TMZ has reported that Walmart Heiress Paige Laurie Dubbert had her husband sign a marriage contract that gives him $15 million, but only if they are married for 30 years and Paige passes away. The marriage contract includes a provision whereby Patrick Dubbert receives spousal support in the amount of $30,000 per month for half the length of the marriage. As Page and Patrick have been marriage almost six years, this means that Patrick will receive spousal support for approximately 36 months if a court upholds the contract.
Patrick, however, believes that he can do better and is attempting to set aside the marriage contract. In Ontario, a marriage contract can be set aside in accordance with section 56(4) of the Family Law Act. This section provides that a court may set aside a domestic contract or a provision in it,
- If a party failed to disclose to the other significant assets, or significant debts or other liabilities, existing when the domestic contract was made;
- If a party did not understand the nature or consequences of the domestic contract; or
- Otherwise in accordance with the law of contract.
Patrick claims that he was convinced not to use his lawyer to negotiate the document by Paige's lawyer and that he was pressured into signing the contract. As such, if Patrick were to attempt to set aside the marriage contract in Ontario, he would do so in under subsection (b) and (c) of section 56(4).

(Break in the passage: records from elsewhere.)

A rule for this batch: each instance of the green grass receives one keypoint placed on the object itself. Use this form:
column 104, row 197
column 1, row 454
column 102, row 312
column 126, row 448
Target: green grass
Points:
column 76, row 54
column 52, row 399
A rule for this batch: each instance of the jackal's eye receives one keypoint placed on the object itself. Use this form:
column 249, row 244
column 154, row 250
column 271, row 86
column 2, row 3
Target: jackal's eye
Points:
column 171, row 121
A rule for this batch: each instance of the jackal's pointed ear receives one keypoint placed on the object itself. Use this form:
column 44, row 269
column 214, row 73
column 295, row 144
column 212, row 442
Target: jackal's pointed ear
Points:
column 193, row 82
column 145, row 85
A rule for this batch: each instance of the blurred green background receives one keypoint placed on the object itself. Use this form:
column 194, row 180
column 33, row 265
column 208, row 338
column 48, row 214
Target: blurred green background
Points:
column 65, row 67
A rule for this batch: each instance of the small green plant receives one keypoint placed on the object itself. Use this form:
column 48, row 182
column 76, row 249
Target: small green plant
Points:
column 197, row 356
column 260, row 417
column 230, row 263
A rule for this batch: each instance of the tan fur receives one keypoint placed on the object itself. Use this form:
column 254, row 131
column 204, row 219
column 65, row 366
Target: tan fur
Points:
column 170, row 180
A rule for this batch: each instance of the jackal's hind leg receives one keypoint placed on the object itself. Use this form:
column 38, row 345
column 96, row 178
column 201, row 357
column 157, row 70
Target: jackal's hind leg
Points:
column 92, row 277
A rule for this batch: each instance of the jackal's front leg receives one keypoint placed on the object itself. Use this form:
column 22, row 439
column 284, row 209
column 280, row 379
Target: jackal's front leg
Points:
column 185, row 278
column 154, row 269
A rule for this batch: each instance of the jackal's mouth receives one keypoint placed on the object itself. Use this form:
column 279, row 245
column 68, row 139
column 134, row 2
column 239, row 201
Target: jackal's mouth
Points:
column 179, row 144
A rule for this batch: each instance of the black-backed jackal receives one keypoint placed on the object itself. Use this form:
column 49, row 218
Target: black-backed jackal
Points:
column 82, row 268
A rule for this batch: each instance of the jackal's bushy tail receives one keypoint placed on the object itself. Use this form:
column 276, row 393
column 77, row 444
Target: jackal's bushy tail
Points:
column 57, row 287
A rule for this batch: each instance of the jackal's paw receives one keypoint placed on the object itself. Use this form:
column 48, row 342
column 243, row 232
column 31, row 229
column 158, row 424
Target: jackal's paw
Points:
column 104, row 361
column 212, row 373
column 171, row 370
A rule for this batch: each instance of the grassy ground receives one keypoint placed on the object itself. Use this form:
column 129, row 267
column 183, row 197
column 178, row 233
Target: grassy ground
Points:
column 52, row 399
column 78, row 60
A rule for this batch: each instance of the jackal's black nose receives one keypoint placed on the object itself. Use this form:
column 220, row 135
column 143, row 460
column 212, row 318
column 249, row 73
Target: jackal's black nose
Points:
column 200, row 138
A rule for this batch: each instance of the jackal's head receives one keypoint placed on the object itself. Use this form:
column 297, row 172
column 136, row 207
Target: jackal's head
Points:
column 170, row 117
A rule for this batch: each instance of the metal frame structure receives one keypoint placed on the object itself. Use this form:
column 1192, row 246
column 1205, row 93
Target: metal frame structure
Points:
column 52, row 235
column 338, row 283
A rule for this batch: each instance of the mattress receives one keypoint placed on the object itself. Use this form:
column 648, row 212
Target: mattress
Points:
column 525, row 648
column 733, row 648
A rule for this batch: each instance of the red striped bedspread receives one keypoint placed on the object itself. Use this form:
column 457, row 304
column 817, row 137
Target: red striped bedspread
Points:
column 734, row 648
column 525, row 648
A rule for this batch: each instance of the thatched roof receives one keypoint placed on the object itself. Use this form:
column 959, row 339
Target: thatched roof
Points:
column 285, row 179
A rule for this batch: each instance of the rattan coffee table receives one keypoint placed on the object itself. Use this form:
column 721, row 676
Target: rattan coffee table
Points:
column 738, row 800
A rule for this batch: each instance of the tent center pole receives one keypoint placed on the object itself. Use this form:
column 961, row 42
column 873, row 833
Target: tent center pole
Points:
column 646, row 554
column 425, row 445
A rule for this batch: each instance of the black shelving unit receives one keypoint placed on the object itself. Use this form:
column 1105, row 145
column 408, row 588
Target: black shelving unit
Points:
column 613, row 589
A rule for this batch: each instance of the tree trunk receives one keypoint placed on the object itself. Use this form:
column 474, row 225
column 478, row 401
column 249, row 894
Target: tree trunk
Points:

First, Patrick may argue that he did not receive independent legal advice when entering into the marriage contract, and, consequently, did not understand the nature or consequences of the contract. Further, although unlikely to succeed, Patrick may argue that he was under duress when entering into the contract if he felt pressured to execute the document. However, a court may not see the ultimatum presented be Paige's parents - that he either sign the marriage contract before they returned from their trip or they would not pay $100,000 for the wedding planner – as duress.
Thus, if the parties were to reside in Ontario, Patrick's attempt to set aside the marriage contract may be best pursued pursuant to section 56(4)(b) of the Family Law Act. That is, that he did not understand the nature or consequences of the marriage contract.